Ukraine hopes to resume grain exports this week

Ukraine said on Monday it expects to resume grain exports “as of this week”, for the first time since the start of the war, after the signing of an agreement with Moscow and despite the bombardment on Saturday by the army Russian from the great port of Odessa, vital for this trade.

“We expect the agreement to start working in the next few days and we expect a coordination center to be set up in Istanbul in the next few days. We are preparing everything to start this week,” Ukrainian Infrastructure Minister Oleksandr Kubrakov told reporters.

According to him, the main obstacle to the resumption of exports is the risk of Russian bombing, as illustrated by the strike that targeted the port of Odessa on the Black Sea on Saturday.

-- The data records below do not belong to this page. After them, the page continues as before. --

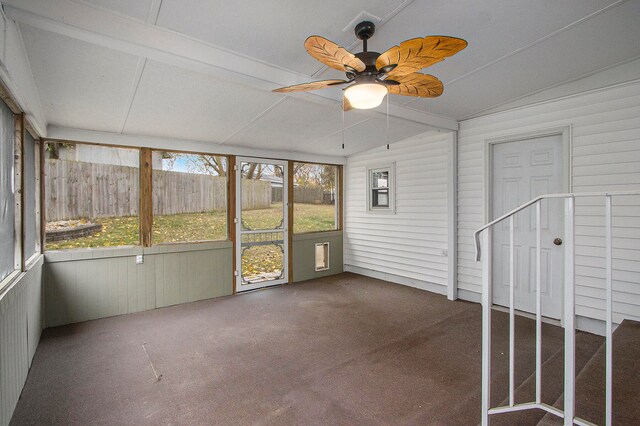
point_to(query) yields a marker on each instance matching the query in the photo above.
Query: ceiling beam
(107, 138)
(98, 26)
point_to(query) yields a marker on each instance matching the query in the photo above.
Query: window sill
(129, 251)
(316, 235)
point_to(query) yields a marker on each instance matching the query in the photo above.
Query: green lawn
(123, 231)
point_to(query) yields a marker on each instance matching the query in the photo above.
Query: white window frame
(390, 168)
(315, 257)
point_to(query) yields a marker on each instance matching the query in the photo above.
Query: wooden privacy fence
(308, 194)
(75, 189)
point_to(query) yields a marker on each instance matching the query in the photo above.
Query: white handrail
(569, 310)
(476, 234)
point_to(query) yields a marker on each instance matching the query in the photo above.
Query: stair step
(590, 381)
(587, 344)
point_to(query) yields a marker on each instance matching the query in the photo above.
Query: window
(92, 196)
(31, 196)
(322, 256)
(189, 197)
(380, 189)
(7, 192)
(315, 197)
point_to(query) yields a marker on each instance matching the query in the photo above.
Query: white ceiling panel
(80, 84)
(191, 90)
(493, 28)
(173, 102)
(295, 125)
(369, 134)
(271, 31)
(138, 9)
(597, 43)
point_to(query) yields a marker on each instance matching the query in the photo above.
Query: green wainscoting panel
(20, 327)
(303, 254)
(96, 283)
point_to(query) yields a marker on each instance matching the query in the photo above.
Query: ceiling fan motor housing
(365, 29)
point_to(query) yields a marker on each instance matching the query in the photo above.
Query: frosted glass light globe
(365, 96)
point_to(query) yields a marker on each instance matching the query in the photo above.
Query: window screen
(315, 197)
(92, 196)
(30, 194)
(189, 197)
(7, 212)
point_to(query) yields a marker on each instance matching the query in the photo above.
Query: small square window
(380, 197)
(322, 256)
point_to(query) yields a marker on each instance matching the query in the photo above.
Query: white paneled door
(261, 230)
(522, 170)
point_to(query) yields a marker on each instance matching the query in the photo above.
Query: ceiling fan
(373, 74)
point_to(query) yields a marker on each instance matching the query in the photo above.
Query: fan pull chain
(387, 121)
(342, 124)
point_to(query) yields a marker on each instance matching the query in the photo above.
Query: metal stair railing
(568, 412)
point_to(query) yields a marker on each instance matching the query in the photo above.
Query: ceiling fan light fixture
(366, 95)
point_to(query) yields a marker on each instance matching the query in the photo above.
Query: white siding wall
(406, 247)
(605, 157)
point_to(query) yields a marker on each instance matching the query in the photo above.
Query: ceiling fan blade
(306, 87)
(346, 105)
(333, 55)
(418, 53)
(418, 85)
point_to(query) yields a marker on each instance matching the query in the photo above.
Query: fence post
(146, 199)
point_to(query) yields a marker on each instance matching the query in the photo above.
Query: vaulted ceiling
(203, 70)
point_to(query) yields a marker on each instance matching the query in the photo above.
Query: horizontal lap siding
(605, 157)
(410, 243)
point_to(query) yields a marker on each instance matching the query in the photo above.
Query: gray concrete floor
(345, 349)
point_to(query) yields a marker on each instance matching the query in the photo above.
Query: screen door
(261, 223)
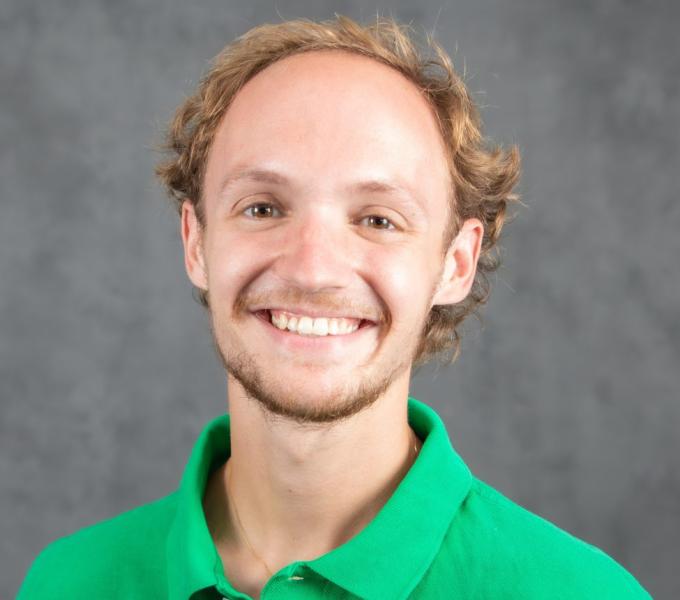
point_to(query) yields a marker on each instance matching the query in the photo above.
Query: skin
(315, 416)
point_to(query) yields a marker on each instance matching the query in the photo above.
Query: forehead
(326, 116)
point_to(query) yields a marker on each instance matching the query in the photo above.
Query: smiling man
(338, 212)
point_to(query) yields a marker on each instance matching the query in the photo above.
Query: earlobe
(460, 264)
(192, 239)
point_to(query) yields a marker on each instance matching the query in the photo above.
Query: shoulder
(96, 561)
(529, 555)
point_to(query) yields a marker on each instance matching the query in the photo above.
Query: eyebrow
(374, 186)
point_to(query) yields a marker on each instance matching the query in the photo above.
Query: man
(338, 212)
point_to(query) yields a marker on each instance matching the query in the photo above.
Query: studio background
(566, 400)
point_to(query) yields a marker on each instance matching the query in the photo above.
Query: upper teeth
(314, 325)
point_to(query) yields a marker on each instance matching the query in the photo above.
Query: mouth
(308, 326)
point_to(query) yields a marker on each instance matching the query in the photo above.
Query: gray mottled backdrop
(566, 400)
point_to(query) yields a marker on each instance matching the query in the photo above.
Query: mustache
(320, 301)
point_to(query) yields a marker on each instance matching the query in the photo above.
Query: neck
(300, 491)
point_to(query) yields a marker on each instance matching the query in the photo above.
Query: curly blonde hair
(482, 177)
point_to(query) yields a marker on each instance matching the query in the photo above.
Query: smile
(306, 325)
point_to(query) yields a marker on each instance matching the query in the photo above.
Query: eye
(261, 210)
(379, 222)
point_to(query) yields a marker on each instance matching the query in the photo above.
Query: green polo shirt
(442, 534)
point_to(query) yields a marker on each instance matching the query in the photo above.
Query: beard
(275, 398)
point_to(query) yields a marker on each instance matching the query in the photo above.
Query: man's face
(326, 195)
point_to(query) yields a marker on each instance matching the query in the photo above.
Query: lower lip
(328, 344)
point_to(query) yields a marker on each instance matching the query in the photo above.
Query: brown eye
(261, 210)
(378, 222)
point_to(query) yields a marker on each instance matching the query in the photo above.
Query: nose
(315, 254)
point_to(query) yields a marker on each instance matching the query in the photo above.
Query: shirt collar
(407, 531)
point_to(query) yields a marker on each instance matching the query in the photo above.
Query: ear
(460, 264)
(192, 238)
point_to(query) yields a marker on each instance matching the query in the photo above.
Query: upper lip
(315, 312)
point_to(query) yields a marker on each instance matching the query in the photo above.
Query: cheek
(404, 281)
(233, 261)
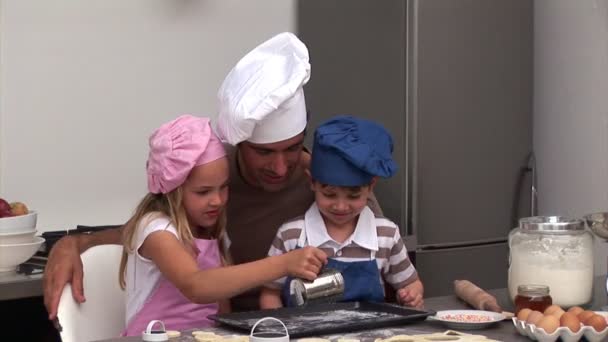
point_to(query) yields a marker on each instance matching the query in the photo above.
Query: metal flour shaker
(328, 287)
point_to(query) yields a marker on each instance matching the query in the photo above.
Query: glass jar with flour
(554, 251)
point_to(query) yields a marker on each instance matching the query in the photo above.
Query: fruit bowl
(11, 255)
(21, 223)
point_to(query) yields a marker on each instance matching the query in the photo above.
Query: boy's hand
(411, 295)
(305, 262)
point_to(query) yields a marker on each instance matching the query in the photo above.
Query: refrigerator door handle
(529, 167)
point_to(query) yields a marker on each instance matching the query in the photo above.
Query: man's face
(270, 166)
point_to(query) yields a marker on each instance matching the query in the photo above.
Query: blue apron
(361, 279)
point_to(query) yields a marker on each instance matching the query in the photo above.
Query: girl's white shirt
(142, 276)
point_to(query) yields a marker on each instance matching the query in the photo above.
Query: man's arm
(64, 265)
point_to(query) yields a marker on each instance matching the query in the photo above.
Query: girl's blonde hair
(170, 206)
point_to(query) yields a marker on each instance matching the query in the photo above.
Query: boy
(349, 154)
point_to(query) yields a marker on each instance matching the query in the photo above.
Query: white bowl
(19, 237)
(11, 255)
(19, 223)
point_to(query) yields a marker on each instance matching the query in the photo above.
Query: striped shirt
(374, 238)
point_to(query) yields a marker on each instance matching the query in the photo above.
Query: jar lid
(533, 289)
(551, 223)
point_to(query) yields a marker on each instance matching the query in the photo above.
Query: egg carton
(567, 335)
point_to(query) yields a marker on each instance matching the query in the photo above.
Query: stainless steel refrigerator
(452, 81)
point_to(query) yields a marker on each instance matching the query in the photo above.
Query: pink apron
(166, 303)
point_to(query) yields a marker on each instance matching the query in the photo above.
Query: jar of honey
(533, 297)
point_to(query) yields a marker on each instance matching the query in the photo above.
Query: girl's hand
(411, 295)
(305, 262)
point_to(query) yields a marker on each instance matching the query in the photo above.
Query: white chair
(103, 314)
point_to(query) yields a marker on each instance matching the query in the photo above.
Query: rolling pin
(477, 298)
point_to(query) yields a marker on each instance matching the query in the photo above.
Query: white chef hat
(261, 100)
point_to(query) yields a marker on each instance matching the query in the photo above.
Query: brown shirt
(255, 215)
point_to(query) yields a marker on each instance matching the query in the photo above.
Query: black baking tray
(325, 319)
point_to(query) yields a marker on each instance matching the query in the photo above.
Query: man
(263, 116)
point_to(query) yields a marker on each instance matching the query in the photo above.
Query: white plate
(467, 319)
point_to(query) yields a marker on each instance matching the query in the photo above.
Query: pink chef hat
(176, 148)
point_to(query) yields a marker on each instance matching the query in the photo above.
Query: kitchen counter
(502, 331)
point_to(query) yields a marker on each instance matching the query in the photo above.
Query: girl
(174, 264)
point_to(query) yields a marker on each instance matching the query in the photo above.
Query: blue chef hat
(348, 151)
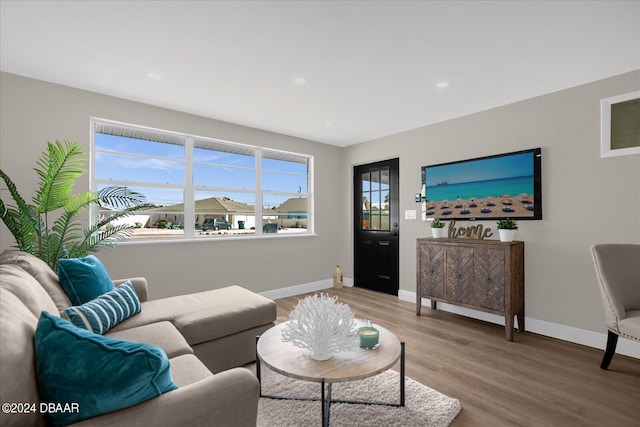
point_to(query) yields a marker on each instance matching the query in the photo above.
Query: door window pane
(375, 200)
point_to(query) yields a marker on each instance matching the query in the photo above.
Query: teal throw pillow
(103, 313)
(100, 374)
(83, 279)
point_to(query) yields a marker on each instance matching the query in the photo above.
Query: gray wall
(32, 112)
(586, 199)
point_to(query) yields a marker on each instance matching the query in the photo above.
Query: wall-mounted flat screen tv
(501, 186)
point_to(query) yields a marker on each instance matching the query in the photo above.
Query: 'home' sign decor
(472, 232)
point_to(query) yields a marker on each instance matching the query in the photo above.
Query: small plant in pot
(437, 228)
(507, 228)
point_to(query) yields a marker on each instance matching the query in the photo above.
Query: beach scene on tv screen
(490, 187)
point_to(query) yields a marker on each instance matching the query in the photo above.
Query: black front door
(376, 226)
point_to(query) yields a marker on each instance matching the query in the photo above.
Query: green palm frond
(59, 168)
(22, 220)
(108, 236)
(117, 197)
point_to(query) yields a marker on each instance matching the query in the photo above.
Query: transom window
(202, 187)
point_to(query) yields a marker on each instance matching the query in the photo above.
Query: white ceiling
(371, 66)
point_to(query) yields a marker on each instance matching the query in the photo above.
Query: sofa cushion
(17, 370)
(39, 269)
(83, 279)
(160, 334)
(206, 316)
(188, 369)
(27, 289)
(100, 374)
(103, 313)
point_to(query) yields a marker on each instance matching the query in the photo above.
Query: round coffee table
(291, 361)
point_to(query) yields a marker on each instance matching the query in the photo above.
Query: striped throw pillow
(103, 313)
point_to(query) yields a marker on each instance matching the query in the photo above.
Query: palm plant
(50, 227)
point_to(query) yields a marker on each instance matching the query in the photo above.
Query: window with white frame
(202, 187)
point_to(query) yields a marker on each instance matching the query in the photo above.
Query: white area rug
(423, 405)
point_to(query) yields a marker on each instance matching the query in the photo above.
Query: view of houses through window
(199, 187)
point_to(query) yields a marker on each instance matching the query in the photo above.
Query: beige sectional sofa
(207, 337)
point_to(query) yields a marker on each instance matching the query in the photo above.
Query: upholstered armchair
(618, 271)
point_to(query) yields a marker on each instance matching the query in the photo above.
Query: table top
(291, 361)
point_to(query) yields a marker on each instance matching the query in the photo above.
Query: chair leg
(612, 340)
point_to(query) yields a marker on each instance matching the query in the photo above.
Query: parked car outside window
(215, 224)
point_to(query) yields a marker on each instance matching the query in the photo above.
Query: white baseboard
(304, 288)
(542, 327)
(554, 330)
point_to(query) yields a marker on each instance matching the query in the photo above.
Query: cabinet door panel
(459, 275)
(489, 274)
(432, 271)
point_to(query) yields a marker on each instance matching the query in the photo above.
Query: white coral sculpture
(322, 325)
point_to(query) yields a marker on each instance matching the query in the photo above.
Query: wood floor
(534, 381)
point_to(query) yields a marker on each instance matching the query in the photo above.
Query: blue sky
(481, 169)
(211, 168)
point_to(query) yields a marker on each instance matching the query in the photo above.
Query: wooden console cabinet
(486, 275)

Russia on Monday defended its strikes on Odessa, saying they targeted military targets and did not hinder the resumption of Ukrainian grain exports. Moscow has claimed to have destroyed in this port in southern Ukraine a warship as well as missiles supplied by the United States.

The bombardments on Odessa “target only the military infrastructure. It is not at all related to the infrastructure used for the implementation of the agreement on grain exports,” Kremlin spokesman Dmitry Peskov said.

“That’s why it can’t and shouldn’t interfere with the start of the loading process,” he added.

Guarantee security

Oleksandre Kubrakov for his part called on the guarantors of the agreement, Turkey and the UN, to guarantee the safety of the Ukrainian convoys. “If the parties do not guarantee security, it will not work,” he warned.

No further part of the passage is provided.